Chapter 14. Distributed tracing
AMQ Streams on Red Hat Enterprise Linux supports distributed tracing with Jaeger for:
- Kafka Producers, Kafka Consumers, and Kafka Streams applications (referred to as Kafka clients)
- MirrorMaker and Kafka Connect
- Kafka Bridge
The steps to configure distributed tracing vary by client and component. However, three high-level tasks are involved:
- Enable a Jaeger tracer for the client or component.
Enable the Interceptors for the client or component.
- For Kafka clients, enabling the Interceptors involves instrumenting your application code for OpenTracing.
- For MirrorMaker, Kafka Connect, and the Kafka Bridge, enabling the Interceptors involves setting configuration properties for each component.
- Set tracing environment variables before deploying the client or component.
This chapter provides an overview of distributed tracing, as well as instructions for configuring supported clients and components. Setting up distributed tracing for applications and systems beyond AMQ Streams is outside the scope of this chapter. To learn more about this subject, see the OpenTracing documentation and search for "inject and extract".
Distributed tracing is not supported for Kafka brokers.
Prerequisites
- The Jaeger backend components are deployed to the host operating system. For deployment instructions, see the Jaeger deployment documentation.

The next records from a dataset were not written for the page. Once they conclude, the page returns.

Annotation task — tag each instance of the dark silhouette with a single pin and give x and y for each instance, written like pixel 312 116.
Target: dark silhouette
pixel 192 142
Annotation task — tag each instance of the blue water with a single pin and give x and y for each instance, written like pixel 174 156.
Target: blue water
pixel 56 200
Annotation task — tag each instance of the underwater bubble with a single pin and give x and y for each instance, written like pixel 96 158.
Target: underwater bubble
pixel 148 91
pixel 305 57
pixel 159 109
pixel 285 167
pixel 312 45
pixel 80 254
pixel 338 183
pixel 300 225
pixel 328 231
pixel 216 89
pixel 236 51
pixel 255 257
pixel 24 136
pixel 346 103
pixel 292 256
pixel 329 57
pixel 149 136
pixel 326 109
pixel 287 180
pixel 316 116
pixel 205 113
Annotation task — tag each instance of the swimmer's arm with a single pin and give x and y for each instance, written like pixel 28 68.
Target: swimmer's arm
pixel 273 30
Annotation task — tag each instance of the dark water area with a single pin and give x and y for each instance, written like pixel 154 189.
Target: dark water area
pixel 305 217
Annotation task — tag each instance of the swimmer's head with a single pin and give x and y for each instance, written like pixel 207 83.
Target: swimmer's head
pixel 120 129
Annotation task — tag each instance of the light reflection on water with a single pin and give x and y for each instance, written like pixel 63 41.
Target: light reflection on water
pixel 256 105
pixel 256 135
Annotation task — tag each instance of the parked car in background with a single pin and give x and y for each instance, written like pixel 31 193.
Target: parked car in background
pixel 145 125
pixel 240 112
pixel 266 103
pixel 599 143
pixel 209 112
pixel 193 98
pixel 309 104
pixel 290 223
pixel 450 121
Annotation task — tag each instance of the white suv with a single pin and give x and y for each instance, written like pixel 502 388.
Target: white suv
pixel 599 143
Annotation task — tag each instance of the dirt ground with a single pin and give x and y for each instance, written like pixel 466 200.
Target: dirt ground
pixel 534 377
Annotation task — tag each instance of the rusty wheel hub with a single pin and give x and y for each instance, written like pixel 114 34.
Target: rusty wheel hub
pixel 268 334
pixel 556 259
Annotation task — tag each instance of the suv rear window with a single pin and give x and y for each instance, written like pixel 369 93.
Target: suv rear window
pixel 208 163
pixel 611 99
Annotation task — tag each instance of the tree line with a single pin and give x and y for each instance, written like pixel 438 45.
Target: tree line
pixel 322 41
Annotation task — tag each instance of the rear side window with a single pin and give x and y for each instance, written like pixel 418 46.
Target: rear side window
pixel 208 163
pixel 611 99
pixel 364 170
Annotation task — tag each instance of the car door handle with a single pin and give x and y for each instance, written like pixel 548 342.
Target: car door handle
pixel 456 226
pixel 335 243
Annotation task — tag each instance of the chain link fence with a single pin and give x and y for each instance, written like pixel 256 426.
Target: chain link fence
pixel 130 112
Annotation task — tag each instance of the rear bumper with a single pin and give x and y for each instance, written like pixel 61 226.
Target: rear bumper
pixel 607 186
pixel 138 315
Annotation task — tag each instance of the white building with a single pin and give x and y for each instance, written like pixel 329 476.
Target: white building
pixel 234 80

14.1. Overview of distributed tracing
Distributed tracing allows developers and system administrators to track the progress of transactions between applications (and services in a microservice architecture) in a distributed system. This information is useful for monitoring application performance and investigating issues with target systems and end-user applications.

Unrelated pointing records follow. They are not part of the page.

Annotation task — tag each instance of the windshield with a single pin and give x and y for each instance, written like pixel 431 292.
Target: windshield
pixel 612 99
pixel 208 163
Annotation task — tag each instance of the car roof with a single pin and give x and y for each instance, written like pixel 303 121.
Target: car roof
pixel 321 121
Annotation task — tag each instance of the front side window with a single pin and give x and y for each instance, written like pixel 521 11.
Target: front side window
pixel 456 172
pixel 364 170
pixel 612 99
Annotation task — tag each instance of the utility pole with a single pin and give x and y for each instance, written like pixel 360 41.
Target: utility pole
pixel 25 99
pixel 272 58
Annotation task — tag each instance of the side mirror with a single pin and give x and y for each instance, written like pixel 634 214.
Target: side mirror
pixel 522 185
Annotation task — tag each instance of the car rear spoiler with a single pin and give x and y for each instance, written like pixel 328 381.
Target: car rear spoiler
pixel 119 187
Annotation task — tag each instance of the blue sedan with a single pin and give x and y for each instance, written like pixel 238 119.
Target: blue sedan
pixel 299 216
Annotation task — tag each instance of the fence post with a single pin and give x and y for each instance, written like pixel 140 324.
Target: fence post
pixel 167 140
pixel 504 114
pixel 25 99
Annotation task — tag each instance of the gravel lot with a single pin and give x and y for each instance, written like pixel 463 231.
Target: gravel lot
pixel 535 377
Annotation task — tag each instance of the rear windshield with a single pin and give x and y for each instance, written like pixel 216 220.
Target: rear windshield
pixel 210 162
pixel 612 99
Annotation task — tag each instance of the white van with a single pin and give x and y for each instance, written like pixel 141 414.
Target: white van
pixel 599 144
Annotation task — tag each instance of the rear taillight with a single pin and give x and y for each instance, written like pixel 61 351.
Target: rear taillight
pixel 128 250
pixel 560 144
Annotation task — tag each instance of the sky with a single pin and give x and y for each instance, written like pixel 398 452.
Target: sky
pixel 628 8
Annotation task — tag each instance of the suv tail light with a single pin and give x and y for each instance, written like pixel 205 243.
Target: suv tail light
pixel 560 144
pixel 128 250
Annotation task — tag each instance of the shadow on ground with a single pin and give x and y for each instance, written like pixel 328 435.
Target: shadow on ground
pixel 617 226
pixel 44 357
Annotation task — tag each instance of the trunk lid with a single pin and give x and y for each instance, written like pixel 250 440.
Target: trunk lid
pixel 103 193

In AMQ Streams, distributed tracing facilitates the end-to-end tracking of messages: from source systems to the Kafka cluster and then to target systems and applications.
As an aspect of system observability, distributed tracing complements the metrics that are available to view in Grafana dashboards and the available loggers for each component.
14.1.1. OpenTracing and Jaeger
The OpenTracing and Jaeger projects are used to implement distributed tracing in AMQ Streams.
OpenTracing
The OpenTracing specification defines APIs that developers can use to instrument applications for distributed tracing. When you instrument an application, you add instrumentation code in order to monitor the execution of individual transactions. When instrumented, applications generate traces when individual transactions occur. Traces are composed of spans, which define specific units of work.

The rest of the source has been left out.